InDesign Forensics: What Your Editor Knows about You

One of the dirty little secrets here in dekeVille is that the some of the files for the One-on-One series have been around for a long long time. Oh, not that Deke hasn’t rewritten things a neurotic number of times (he has. . . he has because he cares, and. . . because he’s mildly insane) or that we haven’t converted the files to whatever the current version of InDesign (we have, we have because we need to practice with the new stuff anyway). But many of these files were like houses taken down to the foundation during rennovation gone amok, but then rebuilt on that same foundation (only to realize the foundation needed to be fortified).

We realize our files are old when InDesign starts going haywire, and in our case, text wrap has been one of those telltale areas where the cracks start to show. In fact, last year, Deke and I were complaining to Michael Ninness (InDesign PM at Adobe) about how they’d taken out the ability to see custom text wrap frames, and he’s all, “We did not. What are you mildly insane people talking about?”

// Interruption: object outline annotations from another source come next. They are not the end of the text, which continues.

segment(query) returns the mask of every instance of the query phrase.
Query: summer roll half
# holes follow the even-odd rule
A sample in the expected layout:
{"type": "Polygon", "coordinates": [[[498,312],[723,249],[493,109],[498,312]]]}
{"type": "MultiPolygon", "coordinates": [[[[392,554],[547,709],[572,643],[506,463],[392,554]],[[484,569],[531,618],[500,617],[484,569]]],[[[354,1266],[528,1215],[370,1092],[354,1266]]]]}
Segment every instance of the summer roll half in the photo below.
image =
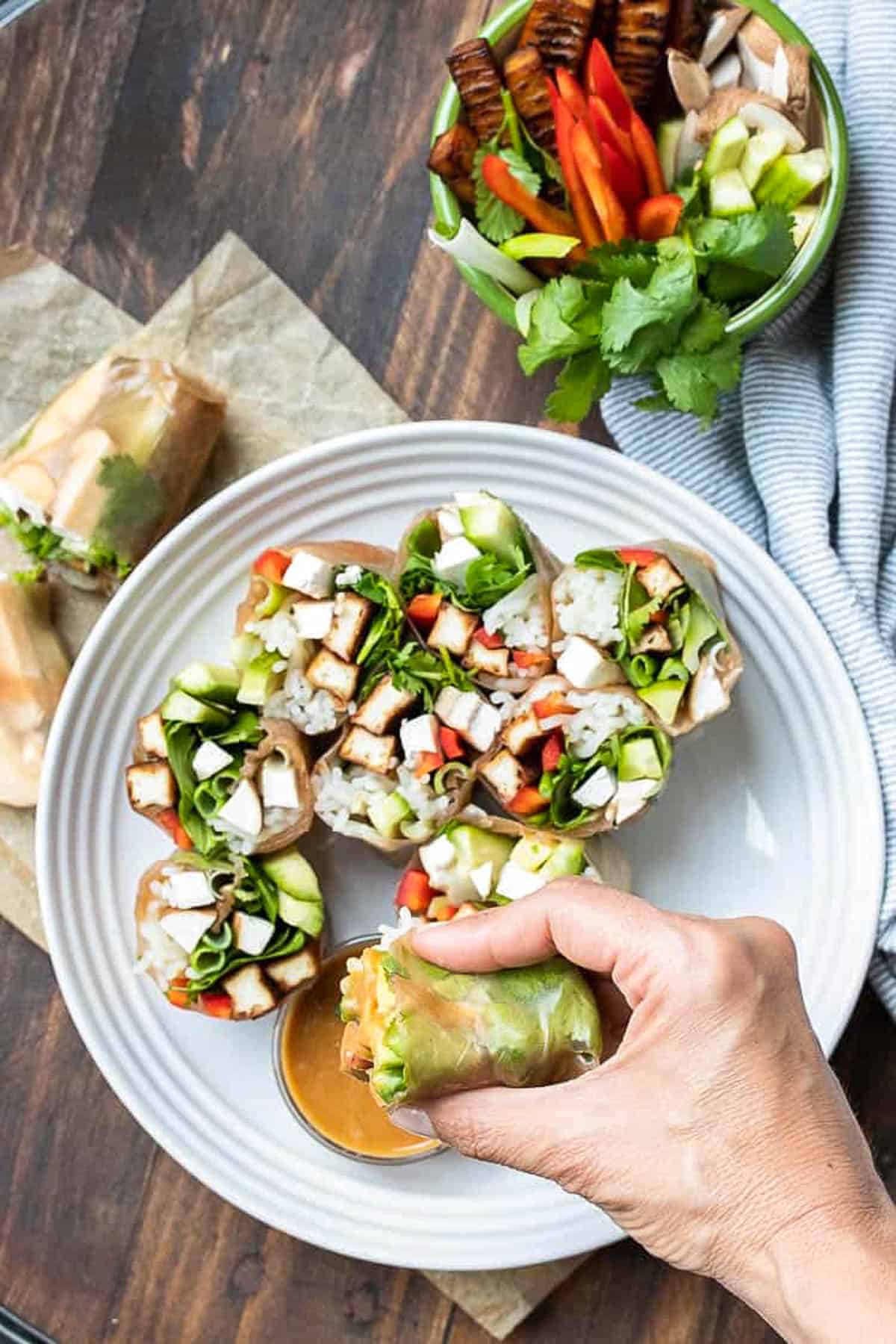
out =
{"type": "Polygon", "coordinates": [[[552,605],[557,672],[576,689],[627,683],[673,737],[728,708],[743,657],[708,555],[676,542],[582,551],[552,605]]]}
{"type": "Polygon", "coordinates": [[[594,995],[562,957],[461,974],[384,934],[348,961],[340,1005],[343,1070],[382,1106],[492,1085],[543,1087],[600,1062],[594,995]]]}
{"type": "Polygon", "coordinates": [[[403,642],[395,554],[363,542],[263,551],[236,613],[235,661],[269,719],[325,745],[403,642]]]}
{"type": "Polygon", "coordinates": [[[520,694],[552,671],[549,589],[559,564],[509,504],[458,491],[414,521],[398,569],[419,638],[481,685],[520,694]]]}
{"type": "Polygon", "coordinates": [[[164,360],[99,360],[0,462],[0,521],[36,567],[113,587],[184,512],[224,405],[164,360]]]}
{"type": "Polygon", "coordinates": [[[238,668],[191,663],[137,722],[128,797],[183,849],[270,853],[314,820],[304,737],[259,716],[238,668]]]}
{"type": "Polygon", "coordinates": [[[627,685],[543,677],[504,710],[477,771],[505,812],[571,836],[613,831],[664,788],[672,742],[627,685]]]}
{"type": "Polygon", "coordinates": [[[395,907],[416,919],[447,921],[528,896],[556,878],[629,886],[629,864],[614,840],[575,840],[466,808],[419,848],[395,892],[395,907]]]}
{"type": "Polygon", "coordinates": [[[420,844],[469,801],[500,724],[445,650],[408,640],[314,766],[314,809],[332,831],[384,852],[420,844]]]}
{"type": "Polygon", "coordinates": [[[258,860],[176,852],[140,879],[137,969],[175,1008],[262,1017],[320,970],[324,902],[296,845],[258,860]]]}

So, we sent off the file, and the upshot was, it was, like, a CS3 document that started out life as an InDesign 2.0 file. Myke and his team didn’t really have a solution for our problem (well, cut-and-repaste helped) other than to say congratulations on submitting the creakiest legacy files ever observed in the wild, but he did show me this cool trick for seeing your document’s history. Simple, just open the file, hold down the Command (Ctrl) key, and choose InDesign > About InDesign (or the Windows equivalent, you know the drill) and you get this scarily revealing window (shown here with the info for one of my current projects).

The window shows you which plug-ins you are relying upon and gives you a heads up for any that might be missing. It also tells you which version you are working in and a bunch of other mysterious technical sounding stuff. But the real (and somewhat scary) thing it gives you is the Document History, which actually tells you everytime the dang thing’s been Saved As.

So, quite innocently, I recommend to authors to Save As so to keep file size under control. But with this new tool, I can find out when they were actually doing enough work to warrant a Save As. In Mikkel’s case, he was clearly telling the truth (and it turns out we at O’Reilly like to reuse files, because “chapter” has been in exsistence since 2006, two years before we Mikkel signed his contract.) Forensics, people, not just for Photoshop anymore.